Second, Eggers and O’Leary argue that “[t]o shrink government, you need to love government.”

Until small-government types better master the nuts and bolts of the public sector—how to design policies that work in the real world and how to execute on large public undertakings—their initiatives to downsize government will continue to disappoint.

There are a number of possible responses to this. First, it does not follow that to know the intricacies of government, you must love it. Second, there is certainly no need for all libertarians to master the nuts and bolts of the public sector. Specialization. Third, the fact that one needs to “know which bureaucratic levels to pull” is in fact one of the problems with government and a further reason for hating it.

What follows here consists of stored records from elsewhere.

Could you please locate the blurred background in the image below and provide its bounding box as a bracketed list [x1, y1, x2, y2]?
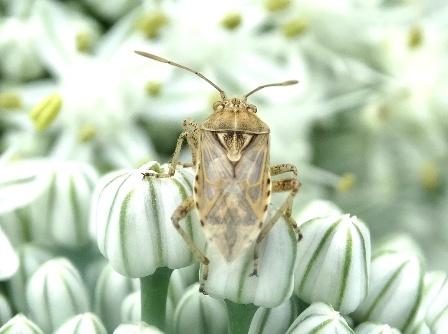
[0, 0, 448, 270]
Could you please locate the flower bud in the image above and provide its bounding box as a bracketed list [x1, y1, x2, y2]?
[121, 291, 142, 323]
[92, 162, 204, 277]
[54, 313, 107, 334]
[295, 214, 371, 314]
[113, 321, 164, 334]
[166, 263, 199, 333]
[296, 200, 343, 226]
[286, 302, 354, 334]
[355, 321, 401, 334]
[0, 159, 98, 248]
[352, 250, 423, 332]
[0, 313, 43, 334]
[26, 258, 89, 333]
[30, 93, 62, 130]
[405, 271, 447, 334]
[8, 244, 54, 314]
[0, 292, 12, 324]
[426, 278, 448, 334]
[93, 264, 140, 332]
[0, 225, 19, 280]
[173, 284, 229, 334]
[249, 296, 305, 334]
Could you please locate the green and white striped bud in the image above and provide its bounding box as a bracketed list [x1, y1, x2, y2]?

The third reason cited by the authors is that “[m]arket-based reforms are not self-executing.” They cite the botched deregulation of electricity markets in California to support this claim. There is a bit of irony in Eggers and O’Leary counseling moderation and citing an example in which the principal problem was insufficient radicalism. Putting this irony aside, it is instructive to consider what proportion of the libertarian agenda relies on careful execution of a complex transitional mechanism and what proportion really is self-executing. A partial list of policies on the self-executing side of the continuum includes privatization of education, legalization of drugs, legalization of organ sales, abolition of occupational licensing, privatization of marriage, elimination of trade barriers, and elimination of immigration restrictions. Of greater complexity we might cite liberalization of financial regulations. While it is useful to have a few libertarian policy wonks, it seems to me that the majority of truly market-based reforms are at least somewhat self-executing. The remaining reforms hardly constitute a reason for fostering a love of government.

Fourth, the authors argue that government-bashing alienates ordinary people.

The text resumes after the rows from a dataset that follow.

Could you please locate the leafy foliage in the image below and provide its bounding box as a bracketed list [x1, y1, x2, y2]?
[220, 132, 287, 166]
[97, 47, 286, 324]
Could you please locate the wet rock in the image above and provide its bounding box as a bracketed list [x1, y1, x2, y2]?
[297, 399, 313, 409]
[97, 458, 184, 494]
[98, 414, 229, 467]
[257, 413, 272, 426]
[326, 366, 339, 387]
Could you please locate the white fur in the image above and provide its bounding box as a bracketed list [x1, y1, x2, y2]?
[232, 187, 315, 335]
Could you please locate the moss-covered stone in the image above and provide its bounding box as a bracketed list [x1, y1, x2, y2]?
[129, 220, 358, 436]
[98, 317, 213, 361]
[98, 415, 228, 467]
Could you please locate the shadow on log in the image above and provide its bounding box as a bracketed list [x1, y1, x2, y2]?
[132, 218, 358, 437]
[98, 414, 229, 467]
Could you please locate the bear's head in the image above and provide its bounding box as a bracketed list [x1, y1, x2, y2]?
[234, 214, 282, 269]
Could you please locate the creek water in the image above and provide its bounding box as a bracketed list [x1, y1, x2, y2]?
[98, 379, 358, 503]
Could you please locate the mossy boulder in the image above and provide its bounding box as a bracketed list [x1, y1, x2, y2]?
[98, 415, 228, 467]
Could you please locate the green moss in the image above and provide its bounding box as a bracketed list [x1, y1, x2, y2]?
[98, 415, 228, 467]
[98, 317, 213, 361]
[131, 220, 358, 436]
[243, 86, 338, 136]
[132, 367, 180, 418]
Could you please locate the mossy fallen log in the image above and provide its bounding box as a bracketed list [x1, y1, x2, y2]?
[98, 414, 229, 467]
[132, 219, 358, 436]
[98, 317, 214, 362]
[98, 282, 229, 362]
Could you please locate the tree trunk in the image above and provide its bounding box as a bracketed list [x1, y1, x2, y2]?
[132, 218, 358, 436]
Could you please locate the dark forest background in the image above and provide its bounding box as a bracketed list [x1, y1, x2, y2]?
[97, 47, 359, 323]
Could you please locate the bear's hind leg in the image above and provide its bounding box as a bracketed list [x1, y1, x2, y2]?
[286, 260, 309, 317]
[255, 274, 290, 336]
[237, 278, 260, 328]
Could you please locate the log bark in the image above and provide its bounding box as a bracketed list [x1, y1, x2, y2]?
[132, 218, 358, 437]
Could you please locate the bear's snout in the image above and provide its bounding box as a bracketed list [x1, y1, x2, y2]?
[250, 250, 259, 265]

According to many libertarians, politicians are corrupt, bureaucrats are lazy, and public unions are a collection of thugs…

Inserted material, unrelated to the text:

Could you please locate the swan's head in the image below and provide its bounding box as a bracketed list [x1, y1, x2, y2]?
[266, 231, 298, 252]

Incessant government-bashing may make you feel good, but alienates most everybody who knows and loves a police officer, firefighter, teacher, social worker, anyone who has ever collected an unemployment check, and anyone who saw NASA put a man on the moon.

I agree that libertarians should not bash politicians, bureaucrats, or unions. Their corruption, laziness, and thuggery, to whatever extent it exists, is not the result of markedly lower character than the rest of us, but of the institutional environment in which they find themselves. But how is it then alienating to deplore that institutional environment?

Lastly, the authors quaintly argue that “[n]obody will care what you know until they know you care.” But libertarian policy proposal are often cited as evidence that libertarians do not care. “Many voters today may indeed want smaller government, but what they want most of all is competent government.” I don’t think this is true. First, as Bryan Caplan argues, voters are interested in indulging their irrational beliefs. Second, as Robin Hanson argues, voters are interested in participating in status competition.

The ultimate goal is the pursuit of happiness, and when a properly limited government does its job well, it fosters freedom, peace, and prosperity. That is a noble goal. Why not embrace it?

I agree that enabling people to flourish is a noble goal, and I do embrace it. I am merely skeptical that government can be properly limited and that improperly limited government contributes much, on net, to human flourishing. This may sound pessimistic or cynical to some, and in some ways it is, but I find great comfort in knowing that I needn’t bother waiting on government to get better in order to pursue happiness.

None of the above is to suggest that libertarians must hate government. Certainly, libertarians should feel free to love government if they wish to do so, and there may be good reasons not to get emotionally involved in the first place. But to my libertarian friends who do hate government, it’s OK; do not be ashamed.